Apesar das dificuldades da implementação nas salas de aula, no entanto, a liberdade digital já influencia a postura dos alunos fora das escolas – o que gera urgência nas pesquisas neste âmbito. “Hoje, temos as IAs para fazer apresentação e textos, por exemplo. Como o professor não tem uma formação específica, ainda não se sabe como lidar com essa situação. Nós, na universidade, ainda estamos analisando esses casos. O que os professores devem fazer quando receberem um texto que não foi escrito pelos alunos, e sim pela IA? Usar ou não usar, não cabe a nós. Se eles quiserem usar, vão usar independente do que nós dissermos”, afirma Liamara.

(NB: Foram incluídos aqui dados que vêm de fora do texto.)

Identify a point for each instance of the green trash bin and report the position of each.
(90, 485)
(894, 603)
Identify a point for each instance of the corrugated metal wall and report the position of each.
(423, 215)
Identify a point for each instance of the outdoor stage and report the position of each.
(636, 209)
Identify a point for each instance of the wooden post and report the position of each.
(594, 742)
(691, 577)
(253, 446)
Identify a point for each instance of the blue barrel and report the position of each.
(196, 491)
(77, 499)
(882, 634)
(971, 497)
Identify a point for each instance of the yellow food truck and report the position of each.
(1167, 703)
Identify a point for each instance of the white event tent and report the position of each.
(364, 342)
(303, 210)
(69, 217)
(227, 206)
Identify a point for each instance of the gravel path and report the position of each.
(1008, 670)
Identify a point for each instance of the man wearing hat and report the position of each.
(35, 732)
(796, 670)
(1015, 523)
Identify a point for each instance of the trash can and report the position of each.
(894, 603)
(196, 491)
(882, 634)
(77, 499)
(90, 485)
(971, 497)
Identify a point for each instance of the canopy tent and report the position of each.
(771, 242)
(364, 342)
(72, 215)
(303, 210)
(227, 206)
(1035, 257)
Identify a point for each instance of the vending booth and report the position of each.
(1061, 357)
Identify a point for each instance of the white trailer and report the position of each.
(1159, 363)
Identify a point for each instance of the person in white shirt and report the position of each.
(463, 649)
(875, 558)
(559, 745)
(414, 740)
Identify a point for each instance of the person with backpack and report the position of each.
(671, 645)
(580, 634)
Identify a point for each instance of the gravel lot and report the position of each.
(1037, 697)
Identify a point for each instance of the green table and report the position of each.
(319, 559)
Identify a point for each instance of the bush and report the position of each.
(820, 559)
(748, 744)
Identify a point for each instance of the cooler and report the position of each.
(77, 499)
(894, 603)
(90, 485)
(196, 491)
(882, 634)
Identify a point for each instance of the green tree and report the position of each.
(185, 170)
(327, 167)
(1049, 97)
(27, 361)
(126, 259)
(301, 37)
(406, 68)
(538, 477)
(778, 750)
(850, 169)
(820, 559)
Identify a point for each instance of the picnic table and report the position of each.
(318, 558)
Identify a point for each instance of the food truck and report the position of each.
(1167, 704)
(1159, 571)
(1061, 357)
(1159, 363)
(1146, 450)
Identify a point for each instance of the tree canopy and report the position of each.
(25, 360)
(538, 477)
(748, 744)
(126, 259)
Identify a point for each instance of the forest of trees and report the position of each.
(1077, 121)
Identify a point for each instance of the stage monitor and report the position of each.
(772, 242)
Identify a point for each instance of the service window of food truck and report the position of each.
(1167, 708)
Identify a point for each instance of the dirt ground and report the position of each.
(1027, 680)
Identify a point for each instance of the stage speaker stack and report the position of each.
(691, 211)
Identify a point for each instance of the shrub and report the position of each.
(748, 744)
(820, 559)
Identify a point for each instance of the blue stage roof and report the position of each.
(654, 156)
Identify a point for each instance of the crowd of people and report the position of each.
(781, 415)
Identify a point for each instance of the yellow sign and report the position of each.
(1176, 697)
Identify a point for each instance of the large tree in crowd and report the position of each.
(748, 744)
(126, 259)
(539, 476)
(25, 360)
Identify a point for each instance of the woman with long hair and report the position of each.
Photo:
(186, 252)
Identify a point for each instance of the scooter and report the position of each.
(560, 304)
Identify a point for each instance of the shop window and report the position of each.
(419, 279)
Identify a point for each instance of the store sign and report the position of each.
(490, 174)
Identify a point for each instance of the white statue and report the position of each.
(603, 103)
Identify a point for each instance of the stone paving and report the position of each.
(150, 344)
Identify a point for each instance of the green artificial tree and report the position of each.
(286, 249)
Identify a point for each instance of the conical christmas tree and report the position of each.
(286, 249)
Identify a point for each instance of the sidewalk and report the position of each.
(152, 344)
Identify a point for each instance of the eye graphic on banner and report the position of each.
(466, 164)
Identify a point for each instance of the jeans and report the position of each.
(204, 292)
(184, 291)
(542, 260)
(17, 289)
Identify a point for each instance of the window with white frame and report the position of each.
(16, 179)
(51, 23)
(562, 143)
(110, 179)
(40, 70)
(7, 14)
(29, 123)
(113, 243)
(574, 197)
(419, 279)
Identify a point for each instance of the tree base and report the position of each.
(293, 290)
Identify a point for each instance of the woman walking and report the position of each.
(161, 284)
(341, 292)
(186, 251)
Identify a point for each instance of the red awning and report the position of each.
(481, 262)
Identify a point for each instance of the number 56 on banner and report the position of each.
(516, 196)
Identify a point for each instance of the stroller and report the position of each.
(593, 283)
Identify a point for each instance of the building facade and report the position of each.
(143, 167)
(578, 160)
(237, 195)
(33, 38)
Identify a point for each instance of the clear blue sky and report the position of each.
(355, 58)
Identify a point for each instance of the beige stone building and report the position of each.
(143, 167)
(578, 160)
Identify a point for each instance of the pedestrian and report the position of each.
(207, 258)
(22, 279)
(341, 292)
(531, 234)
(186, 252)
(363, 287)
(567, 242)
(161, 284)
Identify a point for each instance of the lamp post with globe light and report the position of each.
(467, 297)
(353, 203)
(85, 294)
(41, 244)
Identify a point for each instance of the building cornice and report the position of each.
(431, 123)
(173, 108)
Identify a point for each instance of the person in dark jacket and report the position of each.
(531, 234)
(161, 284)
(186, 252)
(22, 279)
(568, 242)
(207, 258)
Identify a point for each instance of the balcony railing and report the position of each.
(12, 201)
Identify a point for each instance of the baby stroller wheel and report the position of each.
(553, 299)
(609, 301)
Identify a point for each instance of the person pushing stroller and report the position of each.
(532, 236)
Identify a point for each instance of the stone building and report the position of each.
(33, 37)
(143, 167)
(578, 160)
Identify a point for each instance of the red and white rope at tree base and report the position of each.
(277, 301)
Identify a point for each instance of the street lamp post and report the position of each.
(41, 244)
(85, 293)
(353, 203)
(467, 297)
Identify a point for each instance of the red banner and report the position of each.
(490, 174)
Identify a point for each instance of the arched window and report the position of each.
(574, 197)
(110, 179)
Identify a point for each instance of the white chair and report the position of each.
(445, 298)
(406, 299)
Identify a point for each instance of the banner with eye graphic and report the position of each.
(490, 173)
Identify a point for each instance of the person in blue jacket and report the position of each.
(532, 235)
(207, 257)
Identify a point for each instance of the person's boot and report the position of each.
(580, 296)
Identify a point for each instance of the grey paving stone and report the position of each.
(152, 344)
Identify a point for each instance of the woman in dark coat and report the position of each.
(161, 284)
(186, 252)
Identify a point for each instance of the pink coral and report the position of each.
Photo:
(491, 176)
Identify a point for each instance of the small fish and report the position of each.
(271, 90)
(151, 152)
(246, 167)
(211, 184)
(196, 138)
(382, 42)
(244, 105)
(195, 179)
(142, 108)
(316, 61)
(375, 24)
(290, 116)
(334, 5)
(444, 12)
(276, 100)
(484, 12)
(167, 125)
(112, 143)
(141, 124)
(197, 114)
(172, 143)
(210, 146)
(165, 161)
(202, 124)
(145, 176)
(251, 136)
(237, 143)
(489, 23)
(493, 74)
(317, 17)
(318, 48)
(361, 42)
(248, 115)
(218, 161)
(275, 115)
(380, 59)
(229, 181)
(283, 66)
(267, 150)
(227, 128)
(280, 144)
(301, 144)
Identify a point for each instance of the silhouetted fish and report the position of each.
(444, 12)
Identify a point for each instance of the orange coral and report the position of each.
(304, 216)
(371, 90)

Mesmo diante os desafios, o uso de tecnologias já tem se mostrado benéfico para diversas escolas saírem do tradicionalismo e se mostrarem mais atrativas aos alunos, conforme explica a professora do curso de Pedagogia da Estácio Francisca Pires. Para ela, as tecnologias podem ser usadas em diferentes graus de escolaridade, mas se estiverem de acordo com esses mesmos tópicos que Liamara explicitou. “Mesmo nas escolas privadas, com todos os recursos disponíveis, isso pode não bastar se o professor não se engajar nesse processo, se não for capacitado e formado para fazer aulas realmente diferentes. Muitas vezes, as tecnologias podem ficar limitadas a aulas tradicionais, e não é isso que seria o grande benefício”, afirma. Da mesma forma, Eliane Medeiros Borges, professora da Faculdade de Educação e diretora do Centro de Educação a Distância da UFJF, deixa claro que o uso das tecnologias em si não garante melhor qualidade da educação, mas que são importantes recursos a serem integrados aos modos mais tradicionais de aprendizado na escola, as técnicas de leitura, escrita e oralidade.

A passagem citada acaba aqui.